Gamasutra - Difficulty Modes & Dynamic Difficulty Adjustment
Freelance writer and former game developer Ernest Adams examines the concept of player-determined difficulty levels in games in this Designer's Notebook article at Gamasutra. He begins by citing some objections to player-settable difficulty, and gives his responses:
The player has to decide too early. Games usually ask the player to choose a difficulty level right at the beginning, and at that point the player doesn't actually know how hard the game is going to be because he hasn't played it yet.
My response: This isn't really an argument against difficulty settings. A game could easily give the player an optional training level at medium difficulty, and then allow the player to decide if he wants the rest of the game to be easier, harder, or about the same. But even without that, many players can make an educated guess about how well they'll play based on their experience playing similar games (I know I'm lousy at platformers)...

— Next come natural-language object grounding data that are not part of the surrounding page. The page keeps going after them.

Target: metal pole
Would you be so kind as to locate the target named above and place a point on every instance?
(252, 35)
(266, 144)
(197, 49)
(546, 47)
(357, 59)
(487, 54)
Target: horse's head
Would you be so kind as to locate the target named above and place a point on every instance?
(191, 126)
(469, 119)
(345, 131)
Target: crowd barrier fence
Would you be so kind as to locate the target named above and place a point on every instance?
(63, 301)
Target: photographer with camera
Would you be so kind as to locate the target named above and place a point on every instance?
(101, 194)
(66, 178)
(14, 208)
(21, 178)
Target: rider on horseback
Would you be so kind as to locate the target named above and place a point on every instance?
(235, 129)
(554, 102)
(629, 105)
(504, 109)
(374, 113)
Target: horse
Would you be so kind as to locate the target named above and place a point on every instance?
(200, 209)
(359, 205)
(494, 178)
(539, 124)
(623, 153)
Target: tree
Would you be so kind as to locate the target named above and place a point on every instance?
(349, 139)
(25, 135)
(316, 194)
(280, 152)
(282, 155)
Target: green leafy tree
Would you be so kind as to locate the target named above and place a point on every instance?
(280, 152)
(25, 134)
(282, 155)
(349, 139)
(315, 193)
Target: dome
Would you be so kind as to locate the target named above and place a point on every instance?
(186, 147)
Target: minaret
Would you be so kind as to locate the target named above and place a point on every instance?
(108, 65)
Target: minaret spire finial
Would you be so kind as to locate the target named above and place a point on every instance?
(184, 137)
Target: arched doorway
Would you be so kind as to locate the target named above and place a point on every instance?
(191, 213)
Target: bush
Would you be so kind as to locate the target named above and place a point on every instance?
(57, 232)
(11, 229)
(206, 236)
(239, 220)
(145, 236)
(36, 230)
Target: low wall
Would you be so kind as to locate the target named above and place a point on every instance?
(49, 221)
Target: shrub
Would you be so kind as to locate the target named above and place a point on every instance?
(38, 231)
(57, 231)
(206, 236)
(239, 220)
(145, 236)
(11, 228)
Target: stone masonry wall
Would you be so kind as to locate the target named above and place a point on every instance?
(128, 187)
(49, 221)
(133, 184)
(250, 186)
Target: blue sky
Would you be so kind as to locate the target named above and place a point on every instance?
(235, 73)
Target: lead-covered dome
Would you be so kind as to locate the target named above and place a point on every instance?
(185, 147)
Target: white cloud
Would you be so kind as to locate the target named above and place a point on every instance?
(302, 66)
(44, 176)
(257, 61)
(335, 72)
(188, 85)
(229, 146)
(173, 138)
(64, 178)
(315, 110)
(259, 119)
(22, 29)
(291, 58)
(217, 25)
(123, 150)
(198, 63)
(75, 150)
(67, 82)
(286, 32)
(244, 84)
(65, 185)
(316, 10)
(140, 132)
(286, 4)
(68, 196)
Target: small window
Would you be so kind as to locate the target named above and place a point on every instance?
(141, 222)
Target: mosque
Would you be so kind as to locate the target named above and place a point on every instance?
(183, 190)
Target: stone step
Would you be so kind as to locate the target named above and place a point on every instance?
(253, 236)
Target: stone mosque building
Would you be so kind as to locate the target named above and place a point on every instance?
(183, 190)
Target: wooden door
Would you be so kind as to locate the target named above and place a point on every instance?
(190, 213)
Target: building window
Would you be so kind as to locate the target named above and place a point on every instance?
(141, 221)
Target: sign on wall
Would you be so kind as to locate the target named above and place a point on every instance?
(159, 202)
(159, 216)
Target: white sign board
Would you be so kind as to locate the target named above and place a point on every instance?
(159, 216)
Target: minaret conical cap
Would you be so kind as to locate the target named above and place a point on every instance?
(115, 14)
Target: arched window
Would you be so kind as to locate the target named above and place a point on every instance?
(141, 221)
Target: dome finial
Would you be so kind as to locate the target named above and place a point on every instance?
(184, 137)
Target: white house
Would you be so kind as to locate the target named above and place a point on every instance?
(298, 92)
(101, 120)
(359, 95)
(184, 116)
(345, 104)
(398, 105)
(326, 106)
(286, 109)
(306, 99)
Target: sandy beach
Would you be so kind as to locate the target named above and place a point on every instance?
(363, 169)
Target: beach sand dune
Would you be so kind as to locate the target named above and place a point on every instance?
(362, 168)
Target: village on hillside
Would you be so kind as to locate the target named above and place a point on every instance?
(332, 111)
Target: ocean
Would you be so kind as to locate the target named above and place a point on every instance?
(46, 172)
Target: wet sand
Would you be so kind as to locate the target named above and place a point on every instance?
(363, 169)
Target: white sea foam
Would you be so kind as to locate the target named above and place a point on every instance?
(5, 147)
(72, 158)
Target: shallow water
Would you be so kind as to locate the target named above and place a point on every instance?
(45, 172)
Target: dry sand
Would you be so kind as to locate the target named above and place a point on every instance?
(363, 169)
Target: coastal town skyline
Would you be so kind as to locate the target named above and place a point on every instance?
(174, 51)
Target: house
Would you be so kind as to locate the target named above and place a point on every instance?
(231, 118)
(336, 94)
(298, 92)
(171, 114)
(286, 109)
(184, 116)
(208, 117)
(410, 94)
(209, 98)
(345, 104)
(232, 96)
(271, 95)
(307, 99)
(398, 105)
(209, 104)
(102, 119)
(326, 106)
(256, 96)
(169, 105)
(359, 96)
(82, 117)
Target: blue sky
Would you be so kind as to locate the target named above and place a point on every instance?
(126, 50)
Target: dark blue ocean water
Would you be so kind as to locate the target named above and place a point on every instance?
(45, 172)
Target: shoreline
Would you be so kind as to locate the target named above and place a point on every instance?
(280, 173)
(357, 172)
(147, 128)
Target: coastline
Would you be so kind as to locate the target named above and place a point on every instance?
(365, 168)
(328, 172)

The options are too coarse. What if medium mode is too easy, but hard mode is too hard? The categories are too widely spaced.

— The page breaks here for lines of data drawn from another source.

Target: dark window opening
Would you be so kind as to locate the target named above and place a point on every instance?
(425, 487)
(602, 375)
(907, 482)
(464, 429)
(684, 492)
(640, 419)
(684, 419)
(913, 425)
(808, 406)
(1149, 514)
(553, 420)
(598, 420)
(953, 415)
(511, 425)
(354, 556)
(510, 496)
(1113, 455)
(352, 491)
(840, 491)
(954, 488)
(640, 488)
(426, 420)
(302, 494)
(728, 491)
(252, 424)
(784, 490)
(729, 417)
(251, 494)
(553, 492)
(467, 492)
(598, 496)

My response: There's no reason that player-settable difficulty has to be limited to three or four options; it can be a slider. Actually, any well-designed game varies its pacing so that regardless of its difficulty setting, it has easy periods and hard periods. Even arcade games give the player a breather now and then.
The difficulty setting isn't intended to determine the difficulty of every single challenge, only the maxima and minima at any given point in the game. I don't feel this is sufficient reason for banning them...
They're too persistent, i.e. a difficulty setting doesn't adjust to the player's rate of improving skill, especially if he's not allowed to change the setting later. The difficulty growth curve, at whatever setting, may prove to be too steep or too shallow for the player.
My response: This is undoubtedly a weakness of all games that don't do dynamic difficulty adjustment, but it's not actually an argument against settable difficulty levels. Settable levels don't create this problem; they help ease it little. Easy mode typically provides a very slow rate of growth in perceived difficulty, while hard mode provides a rapid one (sometimes described as a "steep learning curve"). Players know this and choose accordingly...
The rest of the article deals with dynamic difficulty adjustment, or an automatic level of difficulty in-game that's implemented by the game's responsiveness to the player's situation during play. Adams says players hate it, gives a variety of reasons and concludes:
I like the idea of dynamic difficulty adjustment in principle, because it appeals to me as a programmer. It would be very cool to code a game that was smart enough to adjust its challenges to the player's abilities, so as to guarantee him a good time. But...I also recognize that it's not necessarily easy to do.